Q: In your book ‘The Fake Factor’, you explore why people are attracted to buying fake products and highlight how people’s attitudes change when they are on holiday, for example. How much impact do you think tourism is having on the problem?
A couple of decades ago people could only buy fakes if they went abroad for them. Part of the fun of visiting Hong Kong was coming back with a fake luxury watch that you’d got by going to a secret backstreet shop with a man who whispered at you in the street as you explored the market stalls. You’d fool your friends, then explain how you could tell the difference, adding a bit of insider knowledge to your illicit purchase.

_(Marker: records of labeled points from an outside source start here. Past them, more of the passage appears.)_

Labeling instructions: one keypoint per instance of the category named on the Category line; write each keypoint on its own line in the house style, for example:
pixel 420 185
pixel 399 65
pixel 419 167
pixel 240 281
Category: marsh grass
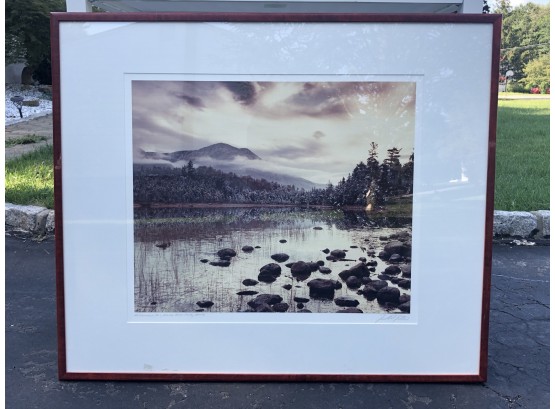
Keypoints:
pixel 29 179
pixel 522 151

It was about being daring and exotic and had a bit of James Bond glamour to it. You could get your fake Louis Vuitton canvas bags in Morocco, where they were for sale so openly and legitimately that you’d be keen to convince yourself that they weren’t really counterfeit; they were made at the same factory from the bits left over.
Now you’ve got Canal Street in New York where you see counterfeit watches, t-shirts and baseball caps openly on sale, but you still have to go to the little back rooms for the copies of French bags. I saw one seller with a wheelbarrow-based stall setting up right outside Bloomingdales. The bags on show are the ones that are copies which just manage to escape IP law - even though it’s plain to see that they are direct rip-offs – but the sellers are keen to get the real counterfeits (if you see what I mean) out of their black bin bags. There are football shirts for sale on Venetian market stalls, right outside the Doge’s Palace, and although the bag sellers are there, you’ve also got signs up in several different languages telling tourists that if they buy one, they’ll be arrested.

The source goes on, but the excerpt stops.